Chen held up his hand and officially pronounced, “This matter is at an end. The Commission is no longer concerned. Now all go.”

Hari stepped back from the bench to join Gaal.

“Not you,” Chen said softly.

The deal, if deal it was, has astonished all Foundation scholars. It has the air of a miracle. There must have been prior arrangements, unknown deals behind the deal, yet our texts and depositions and even the trial records give us no clue. It is thought that this period of Hari Seldon’s life will forever remain dark.

How could the trial have gone so well? How could Seldon have focused the tools of psychohistory so precisely, even during ag, the first “Seldon crisis”? The forces arrayed against Hari Seldon were formidable; Gaal Dornick records that Linge Chen felt genuinely threatened by him. Dornick may have been influenced by Seldon’s view of Chen, perhaps not entirely accurate: what we know of Chen from Imperial sources suggests that the Chief Commissioner was a coldly calculating and highly efficient political mind, frightened by no man. Seldon, of course, thought otherwise.

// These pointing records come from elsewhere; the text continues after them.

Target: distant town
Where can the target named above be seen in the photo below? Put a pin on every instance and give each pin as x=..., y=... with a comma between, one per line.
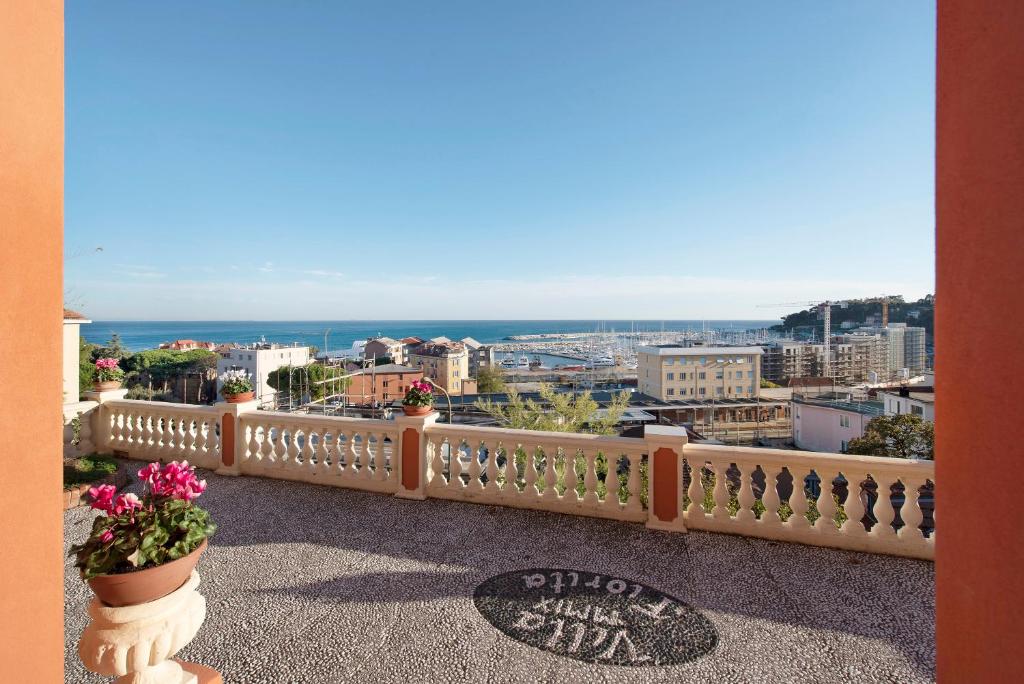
x=812, y=382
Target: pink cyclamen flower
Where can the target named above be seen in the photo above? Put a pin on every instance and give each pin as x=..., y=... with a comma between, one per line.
x=102, y=497
x=126, y=503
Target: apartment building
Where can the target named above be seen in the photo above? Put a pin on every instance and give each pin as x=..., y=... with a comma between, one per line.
x=788, y=358
x=673, y=372
x=260, y=360
x=381, y=384
x=380, y=347
x=444, y=362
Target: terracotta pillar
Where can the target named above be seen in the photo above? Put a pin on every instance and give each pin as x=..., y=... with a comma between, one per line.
x=31, y=323
x=979, y=422
x=413, y=455
x=665, y=475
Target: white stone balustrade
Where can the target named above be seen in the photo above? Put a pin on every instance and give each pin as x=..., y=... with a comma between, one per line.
x=660, y=480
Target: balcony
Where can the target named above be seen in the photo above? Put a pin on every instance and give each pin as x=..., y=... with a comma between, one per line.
x=350, y=550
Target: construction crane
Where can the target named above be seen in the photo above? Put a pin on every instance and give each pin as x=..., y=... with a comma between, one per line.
x=824, y=312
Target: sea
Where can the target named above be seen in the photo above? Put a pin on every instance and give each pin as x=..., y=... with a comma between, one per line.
x=138, y=335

Students of this period...

--Encyclopedia Galactica, 117th Edition, 1054 F.E.

69.

The Commission court bailiff followed Hari and Linge Chen into the consultation chamber behind the judge’s bench. Hari sat in a narrow chair before the Chief Commissioner’s small desk and watched Chen warily. Chen did not sit, but waited for his Laventian servant to help him out of his ceremonial robes. In a simple gray cassock, Chen reached up to the ceiling with hands clenched, cracked his knuckles, and turned to Seldon.

“You have enemies,” Chen said. “That is no surprise. What is surprising is that your enemies have been my enemies, much of the time. Does that interest you?”

Hari pursed his lips but said nothing.

Chen looked away as if supremely bored. “This exile will not, of course, extend to you,” he continued. “You will not leave Trantor. I will forbid it if you try.”

“I am too old and do not wish to leave, my lord,” Hari said. “There is still work to do here.”

“So much dedication,” Chen mused softly, rubbing one elbow with the palm of his opposite hand. “Should you survive, and finish your work, I will be interested to learn of the results.”